15 Nov, 2013 14:16 / Updated 11 years ago

The British Conservative Party has attempted to wipe a 10-year archive of speeches from the internet. Among the content that has vanished from the Party’s site was a promise from Prime Minister Cameron for greater internet transparency. 

All of the records of Party promises stretching back to 2000 have been deleted from the website. The move was flagged by Computer Weekly website who took a screenshot of the Conservative Party’s website before and after the speeches were struck from the record.  

Rather than just removing records from the site, the Conservatives also sought to remove them from US-based internet archive Wayback Machine that captures screenshots of web pages. Using a software robot, they managed to block user access to the Wayback Machine’s backlog.

“Rather than just removing it from the Conservatives’ website, they’ve tried to remove it from the internet archive.

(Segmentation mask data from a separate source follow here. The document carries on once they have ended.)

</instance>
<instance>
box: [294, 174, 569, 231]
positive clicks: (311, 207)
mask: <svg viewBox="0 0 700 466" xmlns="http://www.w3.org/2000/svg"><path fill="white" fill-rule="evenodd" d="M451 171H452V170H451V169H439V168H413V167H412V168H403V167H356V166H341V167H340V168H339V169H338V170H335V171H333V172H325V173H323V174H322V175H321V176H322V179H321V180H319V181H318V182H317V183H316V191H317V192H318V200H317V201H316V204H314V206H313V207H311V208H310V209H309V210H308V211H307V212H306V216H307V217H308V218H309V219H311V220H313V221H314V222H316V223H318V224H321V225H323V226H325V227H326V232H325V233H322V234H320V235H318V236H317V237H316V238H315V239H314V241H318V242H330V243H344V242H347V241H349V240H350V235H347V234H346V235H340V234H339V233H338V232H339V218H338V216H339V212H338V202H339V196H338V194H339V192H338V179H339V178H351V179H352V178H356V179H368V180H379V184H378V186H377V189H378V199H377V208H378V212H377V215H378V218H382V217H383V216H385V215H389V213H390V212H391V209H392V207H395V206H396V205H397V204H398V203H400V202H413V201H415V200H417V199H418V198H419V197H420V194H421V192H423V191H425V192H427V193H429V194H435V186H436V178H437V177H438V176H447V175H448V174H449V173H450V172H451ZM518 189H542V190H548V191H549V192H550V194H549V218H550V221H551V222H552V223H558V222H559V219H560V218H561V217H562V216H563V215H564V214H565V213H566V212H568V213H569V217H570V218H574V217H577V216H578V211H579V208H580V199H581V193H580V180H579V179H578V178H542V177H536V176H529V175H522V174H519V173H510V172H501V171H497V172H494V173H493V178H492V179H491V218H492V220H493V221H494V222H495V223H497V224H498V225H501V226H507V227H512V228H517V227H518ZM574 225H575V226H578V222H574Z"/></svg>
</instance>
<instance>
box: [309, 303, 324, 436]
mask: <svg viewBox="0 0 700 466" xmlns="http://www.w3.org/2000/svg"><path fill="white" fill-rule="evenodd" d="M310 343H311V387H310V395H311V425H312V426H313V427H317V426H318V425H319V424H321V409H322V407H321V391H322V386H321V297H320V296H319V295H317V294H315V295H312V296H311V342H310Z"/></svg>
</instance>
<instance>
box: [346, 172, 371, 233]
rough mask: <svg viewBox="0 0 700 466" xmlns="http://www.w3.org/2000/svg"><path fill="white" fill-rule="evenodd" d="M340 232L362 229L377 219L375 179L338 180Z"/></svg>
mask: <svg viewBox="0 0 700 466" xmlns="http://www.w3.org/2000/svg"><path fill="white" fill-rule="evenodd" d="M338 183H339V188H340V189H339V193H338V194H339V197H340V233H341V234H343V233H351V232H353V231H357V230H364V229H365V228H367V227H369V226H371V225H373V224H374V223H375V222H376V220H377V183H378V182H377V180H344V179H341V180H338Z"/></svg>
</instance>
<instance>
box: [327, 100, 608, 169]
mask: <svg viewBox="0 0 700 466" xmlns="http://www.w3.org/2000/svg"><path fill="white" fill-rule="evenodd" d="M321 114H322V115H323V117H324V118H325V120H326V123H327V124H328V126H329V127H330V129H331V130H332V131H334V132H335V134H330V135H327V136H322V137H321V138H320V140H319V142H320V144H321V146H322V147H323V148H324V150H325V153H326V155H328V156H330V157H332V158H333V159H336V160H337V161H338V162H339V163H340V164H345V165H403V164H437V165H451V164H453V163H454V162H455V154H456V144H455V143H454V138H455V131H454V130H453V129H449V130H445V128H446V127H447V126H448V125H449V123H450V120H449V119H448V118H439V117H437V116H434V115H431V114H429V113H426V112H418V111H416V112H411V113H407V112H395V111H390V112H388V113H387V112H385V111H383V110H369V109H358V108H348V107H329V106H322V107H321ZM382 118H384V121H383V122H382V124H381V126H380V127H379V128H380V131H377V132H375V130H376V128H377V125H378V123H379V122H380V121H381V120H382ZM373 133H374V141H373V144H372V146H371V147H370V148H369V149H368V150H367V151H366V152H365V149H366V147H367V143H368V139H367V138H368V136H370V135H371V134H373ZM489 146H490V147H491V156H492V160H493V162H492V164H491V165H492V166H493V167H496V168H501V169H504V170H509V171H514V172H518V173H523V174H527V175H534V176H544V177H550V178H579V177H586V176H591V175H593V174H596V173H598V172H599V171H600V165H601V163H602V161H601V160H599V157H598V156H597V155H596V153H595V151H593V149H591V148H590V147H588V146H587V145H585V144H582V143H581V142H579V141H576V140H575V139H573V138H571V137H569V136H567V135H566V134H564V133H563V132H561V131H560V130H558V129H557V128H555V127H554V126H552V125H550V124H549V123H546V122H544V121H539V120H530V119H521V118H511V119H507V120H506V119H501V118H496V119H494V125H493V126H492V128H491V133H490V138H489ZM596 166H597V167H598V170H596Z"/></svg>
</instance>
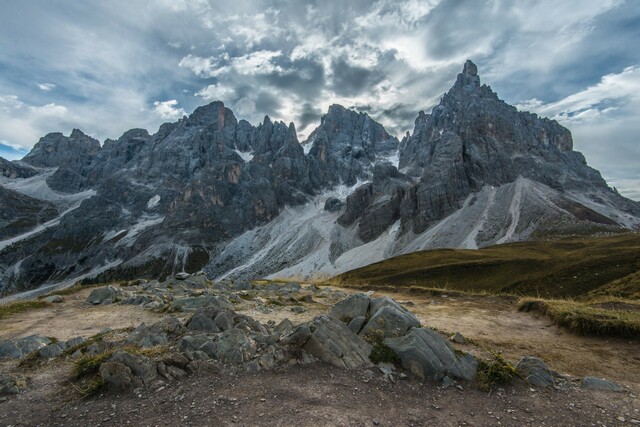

When he [David Cameron] became Prime Minister, one of the first promises he made was: “this will be the most open government ever,” and that’s clearly not the case,” George Eaton from the New Statesman magazine told RT’s Poly Boiko.

Yet according to Ben Harris-Quinney, chairman of conservative think-tank the Bow Group, the change does not amount to any conspiracy. It is simply a matter of practicality. 

The real reason behind it is that the Conservative party is keen for its latest policies to appear right at the top of the Google search,” he said. “I don’t think there’s anything wrong with that at all and I think for the vast, vast majority of information it’s been recorded on other websites and indeed the British library has all of the archived information from 2004 to 2010, which would include any speeches relevant to any policy changes that David Cameron has made during this period in government.”

Before David Cameron became Prime Minister in 2010, he styled himself as a champion of the so-called “democratization of the internet.”

“You've begun the process of democratizing the world's information,” he told Googlers at the Google Zeitgeist Europe Conference, on 22 May 2006. "Democratizing is the right word to use because by making more information available to more people, you're giving them more power.”

This statement has since disappeared from the Tory website, along with other key promises concerning cuts to the UK’s National Health Service and government benefits.

“With the Conservatives there will be no more of the tiresome, meddlesome, top-down re-structures that have dominated the last decade of the NHS…So yes, I’m proud to say the Conservatives will stop these pointless, retrogressive re-organizations and closures that have dominated the last decade of the NHS,” Cameron said in 2010. Upon being elected, the government went on to preside over one of the largest reorganizations in NHS history.

Cameron’s pre-election pledge not to change the government’s child benefit policy is also mysteriously absent from the Conservatives’ web page. 

“I like the child benefit, I wouldn’t change child benefit, I wouldn’t means-test it,” Cameron said in 2010, after which the Coalition scrapped the welfare payment for higher earners and froze it for the rest of UK families. 

UK media is now speculating whether the move was a tactic to deprive the rival Labour Party of ammo with which to criticize the Conservatives. 

The Conservative Party has refrained from addressing the issue of the deleted speeches and maintains the changes are part of a project to remodel the site for a new digital age. 

“We're making sure our website keeps the Conservative party at the forefront of political campaigning,” a spokesperson told The Guardian. “These changes allow people to quickly and easily access the most important information we provide – how we are clearing up Labour's economic mess, taking the difficult decisions and standing up for hardworking people.”